MedTech iQ launch signals perfect conditions to translate research and scale sector
6 March 2023
Auckland Bioengineering Institute start-ups spun out from the University of Auckland gathered last month to demonstrate a coming of age for New Zealand’s growing medtech industry.
The Auckland Bioengineering Institute (ABI) spinouts - Alimetry, JUNOFEM, Kitea Health, and The Insides Company, and OPUM Technologies from the Faculty of Engineering - were among the young New Zealand-made companies on show at the MedTech-iQ Aotearoa’s unveiling in Wellington. MedTech-iQ Aotearoa is the latest evolutionary step of the Te Tītoki Mataora initiative, the MedTech Research Translator programme co-led by Auckland Bioengineering Institute (ABI) to develop new technologies that could transform healthcare.
MedTech-iQ Aotearoa’s three key goals include putting New Zealand on the international map for medical device and digital health innovation, fostering start-ups with business models based on high tech innovation in engineering or major scientific advances, and creating an accessible and patient-centric medtech ecosystem.
Planned virtual hubs and physical medtech precincts in Auckland, Wellington, Christchurch, and Dunedin will bring deep tech medical device and digital health research, clinical practice, and business into closer proximity with each other. The greater concentration of activity in this area will increase flow and interaction among medtech researchers, startups, hospital-based clinicians and business to accelerate and scale the next generation of digital health and device developments.

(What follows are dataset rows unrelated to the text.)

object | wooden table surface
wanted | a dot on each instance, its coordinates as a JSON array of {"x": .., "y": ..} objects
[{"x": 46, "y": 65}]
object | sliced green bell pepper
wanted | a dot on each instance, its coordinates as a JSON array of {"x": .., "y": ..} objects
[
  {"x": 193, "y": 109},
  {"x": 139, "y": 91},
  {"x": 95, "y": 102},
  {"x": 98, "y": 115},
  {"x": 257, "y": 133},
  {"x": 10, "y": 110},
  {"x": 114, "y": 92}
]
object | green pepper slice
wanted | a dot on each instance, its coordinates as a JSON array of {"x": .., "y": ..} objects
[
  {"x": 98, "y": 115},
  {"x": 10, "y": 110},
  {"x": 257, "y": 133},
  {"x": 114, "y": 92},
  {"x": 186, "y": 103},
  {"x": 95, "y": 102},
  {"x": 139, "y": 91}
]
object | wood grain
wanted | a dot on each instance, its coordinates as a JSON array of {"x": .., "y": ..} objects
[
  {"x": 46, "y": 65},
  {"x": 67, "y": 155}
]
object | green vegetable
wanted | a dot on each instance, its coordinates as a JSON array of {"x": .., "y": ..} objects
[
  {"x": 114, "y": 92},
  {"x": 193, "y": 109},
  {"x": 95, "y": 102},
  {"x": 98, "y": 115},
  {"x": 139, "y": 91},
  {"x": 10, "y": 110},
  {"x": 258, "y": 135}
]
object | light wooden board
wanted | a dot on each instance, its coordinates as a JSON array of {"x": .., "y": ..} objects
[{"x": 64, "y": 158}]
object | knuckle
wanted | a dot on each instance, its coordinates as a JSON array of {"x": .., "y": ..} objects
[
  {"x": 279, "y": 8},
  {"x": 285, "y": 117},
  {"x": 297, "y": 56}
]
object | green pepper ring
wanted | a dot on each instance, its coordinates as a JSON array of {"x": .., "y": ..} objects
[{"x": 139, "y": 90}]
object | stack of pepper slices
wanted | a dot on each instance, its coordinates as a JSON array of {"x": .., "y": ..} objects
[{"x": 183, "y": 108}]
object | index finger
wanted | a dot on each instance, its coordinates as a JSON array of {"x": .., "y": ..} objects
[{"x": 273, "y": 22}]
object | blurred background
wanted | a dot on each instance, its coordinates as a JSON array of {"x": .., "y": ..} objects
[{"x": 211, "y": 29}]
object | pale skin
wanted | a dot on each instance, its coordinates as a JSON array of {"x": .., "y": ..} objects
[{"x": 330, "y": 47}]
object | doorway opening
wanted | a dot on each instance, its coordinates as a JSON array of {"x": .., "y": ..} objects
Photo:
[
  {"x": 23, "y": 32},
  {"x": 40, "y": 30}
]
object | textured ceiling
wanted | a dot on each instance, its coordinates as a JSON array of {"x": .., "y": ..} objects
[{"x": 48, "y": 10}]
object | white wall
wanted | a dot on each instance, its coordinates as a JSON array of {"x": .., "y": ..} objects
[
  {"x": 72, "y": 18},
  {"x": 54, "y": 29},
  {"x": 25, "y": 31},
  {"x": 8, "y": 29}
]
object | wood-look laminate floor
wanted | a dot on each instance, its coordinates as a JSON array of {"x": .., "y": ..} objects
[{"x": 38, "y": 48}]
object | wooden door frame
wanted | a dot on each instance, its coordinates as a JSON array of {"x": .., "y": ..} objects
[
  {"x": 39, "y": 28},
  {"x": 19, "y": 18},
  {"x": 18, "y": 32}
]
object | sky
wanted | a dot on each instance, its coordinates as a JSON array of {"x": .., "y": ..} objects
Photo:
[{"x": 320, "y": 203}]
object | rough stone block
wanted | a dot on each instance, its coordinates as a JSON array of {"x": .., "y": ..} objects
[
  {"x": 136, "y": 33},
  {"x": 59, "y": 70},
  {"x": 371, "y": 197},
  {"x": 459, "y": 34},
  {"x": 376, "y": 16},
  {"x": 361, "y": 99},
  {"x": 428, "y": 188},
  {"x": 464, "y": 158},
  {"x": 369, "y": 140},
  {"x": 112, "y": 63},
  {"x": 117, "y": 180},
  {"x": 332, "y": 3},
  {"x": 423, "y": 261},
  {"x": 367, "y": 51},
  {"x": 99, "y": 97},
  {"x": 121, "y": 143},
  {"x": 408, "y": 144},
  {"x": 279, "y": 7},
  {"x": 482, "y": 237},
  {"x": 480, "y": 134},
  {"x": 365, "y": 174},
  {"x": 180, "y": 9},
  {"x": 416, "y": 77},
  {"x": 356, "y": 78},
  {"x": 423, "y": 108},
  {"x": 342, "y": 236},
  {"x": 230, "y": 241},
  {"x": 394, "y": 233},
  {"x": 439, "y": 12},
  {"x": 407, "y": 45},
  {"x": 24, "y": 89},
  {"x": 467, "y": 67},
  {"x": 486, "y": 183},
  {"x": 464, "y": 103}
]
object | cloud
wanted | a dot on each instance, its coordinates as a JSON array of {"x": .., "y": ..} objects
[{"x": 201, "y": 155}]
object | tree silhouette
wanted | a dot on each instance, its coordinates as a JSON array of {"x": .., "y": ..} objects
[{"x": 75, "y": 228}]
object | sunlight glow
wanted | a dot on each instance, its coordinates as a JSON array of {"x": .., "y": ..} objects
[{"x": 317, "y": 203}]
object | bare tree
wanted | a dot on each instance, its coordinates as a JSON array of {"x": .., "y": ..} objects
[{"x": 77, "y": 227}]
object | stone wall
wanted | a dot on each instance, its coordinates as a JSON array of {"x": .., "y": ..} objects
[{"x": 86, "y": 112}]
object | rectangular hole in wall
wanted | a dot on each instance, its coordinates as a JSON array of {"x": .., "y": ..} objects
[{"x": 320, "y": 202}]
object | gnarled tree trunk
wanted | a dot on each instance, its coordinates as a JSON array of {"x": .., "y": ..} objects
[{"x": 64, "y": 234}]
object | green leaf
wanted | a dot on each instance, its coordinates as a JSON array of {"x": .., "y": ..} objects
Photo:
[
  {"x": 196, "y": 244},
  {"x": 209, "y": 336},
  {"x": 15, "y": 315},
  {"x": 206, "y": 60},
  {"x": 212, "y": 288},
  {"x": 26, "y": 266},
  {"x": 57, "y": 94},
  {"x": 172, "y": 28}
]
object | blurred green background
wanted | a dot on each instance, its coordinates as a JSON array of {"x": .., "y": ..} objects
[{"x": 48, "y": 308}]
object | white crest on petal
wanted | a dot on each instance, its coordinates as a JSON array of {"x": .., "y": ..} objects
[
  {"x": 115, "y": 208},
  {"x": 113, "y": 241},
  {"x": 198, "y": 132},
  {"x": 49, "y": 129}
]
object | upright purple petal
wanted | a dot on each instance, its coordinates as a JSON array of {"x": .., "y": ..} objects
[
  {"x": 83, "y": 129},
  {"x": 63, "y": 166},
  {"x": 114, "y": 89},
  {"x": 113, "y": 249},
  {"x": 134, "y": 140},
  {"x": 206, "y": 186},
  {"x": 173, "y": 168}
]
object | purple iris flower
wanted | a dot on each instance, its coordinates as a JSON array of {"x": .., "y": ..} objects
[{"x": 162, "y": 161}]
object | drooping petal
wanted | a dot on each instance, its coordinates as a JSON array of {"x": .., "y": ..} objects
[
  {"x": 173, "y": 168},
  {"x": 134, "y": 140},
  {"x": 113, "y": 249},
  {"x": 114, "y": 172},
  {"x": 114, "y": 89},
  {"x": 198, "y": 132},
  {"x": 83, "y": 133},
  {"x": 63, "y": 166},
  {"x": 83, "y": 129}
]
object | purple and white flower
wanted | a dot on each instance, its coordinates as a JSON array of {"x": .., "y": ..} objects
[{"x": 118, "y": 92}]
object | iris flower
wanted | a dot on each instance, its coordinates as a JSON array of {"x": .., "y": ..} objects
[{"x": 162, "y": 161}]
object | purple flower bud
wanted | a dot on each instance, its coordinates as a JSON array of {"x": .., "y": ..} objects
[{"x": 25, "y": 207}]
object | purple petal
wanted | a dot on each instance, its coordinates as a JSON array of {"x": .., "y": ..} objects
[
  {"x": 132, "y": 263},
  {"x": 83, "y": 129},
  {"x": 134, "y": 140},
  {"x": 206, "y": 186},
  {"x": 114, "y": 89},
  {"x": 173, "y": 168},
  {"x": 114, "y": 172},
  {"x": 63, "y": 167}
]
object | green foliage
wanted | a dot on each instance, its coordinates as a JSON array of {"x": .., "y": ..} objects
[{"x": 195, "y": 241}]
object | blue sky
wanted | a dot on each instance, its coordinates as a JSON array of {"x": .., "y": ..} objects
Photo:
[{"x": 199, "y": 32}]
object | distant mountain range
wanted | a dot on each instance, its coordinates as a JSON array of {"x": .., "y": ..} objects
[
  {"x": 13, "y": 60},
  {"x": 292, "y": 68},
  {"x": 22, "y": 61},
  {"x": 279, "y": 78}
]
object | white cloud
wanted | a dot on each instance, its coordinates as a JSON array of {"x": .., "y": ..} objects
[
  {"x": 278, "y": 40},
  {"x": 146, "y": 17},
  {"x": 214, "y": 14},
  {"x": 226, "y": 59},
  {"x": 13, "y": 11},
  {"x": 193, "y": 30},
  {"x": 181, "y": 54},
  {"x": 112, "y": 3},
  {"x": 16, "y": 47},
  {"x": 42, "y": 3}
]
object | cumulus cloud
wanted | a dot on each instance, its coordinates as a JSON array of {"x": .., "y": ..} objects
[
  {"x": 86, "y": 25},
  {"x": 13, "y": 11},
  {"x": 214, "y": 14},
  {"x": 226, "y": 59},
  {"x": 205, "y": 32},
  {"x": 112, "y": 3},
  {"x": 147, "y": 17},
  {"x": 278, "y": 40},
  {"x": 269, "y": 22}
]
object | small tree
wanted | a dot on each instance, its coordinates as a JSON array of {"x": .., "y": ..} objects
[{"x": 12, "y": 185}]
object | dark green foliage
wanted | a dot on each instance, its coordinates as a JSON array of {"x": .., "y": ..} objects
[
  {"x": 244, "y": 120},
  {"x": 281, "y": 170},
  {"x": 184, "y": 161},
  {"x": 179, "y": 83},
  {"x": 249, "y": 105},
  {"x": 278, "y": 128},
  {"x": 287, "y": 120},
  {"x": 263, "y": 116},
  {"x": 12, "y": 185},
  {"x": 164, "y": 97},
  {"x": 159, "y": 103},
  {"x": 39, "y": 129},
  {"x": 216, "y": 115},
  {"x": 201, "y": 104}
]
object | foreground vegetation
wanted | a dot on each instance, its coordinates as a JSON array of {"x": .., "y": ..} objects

Translation of research to medical devices can....increase exports, help develop an equitable healthcare system and help grow a new and diverse workforce
ABI’s Distinguished Professor Peter Hunter and Dr Diana Siew are co-chairs of the Consortium for Medical Devices and Technology partnership (CMDT), the driving force behind the MedTech-iQ Aotearoa enterprise.
Peter Hunter says Medtech-iQ Aotearoa draws together partnerships, capabilities, and infrastructure across the four centres into one prominent platform to showcase the entire sector to the world. It is a move that he believes will 'up our game' in translating research from universities to clinics, to hospital bedsides and homes.
“The New Zealand medtech sector has more than doubled in size in ten years. The goal of our spinout companies is to access the US$815billion global MedTech market. The Insides Company, Alimetry and JunoFem are demonstrating what can be achieved – and quickly.
“Translation of research to medical devices can have a three-fold benefit for New Zealand. It can increase New Zealand’s exports, help develop an equitable healthcare system and help grow a new and diverse workforce,” he says.
“For New Zealand, this means new prospects in education, research, healthcare, business, investment, and international partnerships.”
Diana Siew, Strategic Relationships Manager at ABI says New Zealand’s medtech ecosystem is connected, collaborative and focussed and has the right conditions for specialised activities such as first-in-human clinical trials.
“We need to bring all of that together, to focus effort, remove duplication, and deliver better health outcomes.”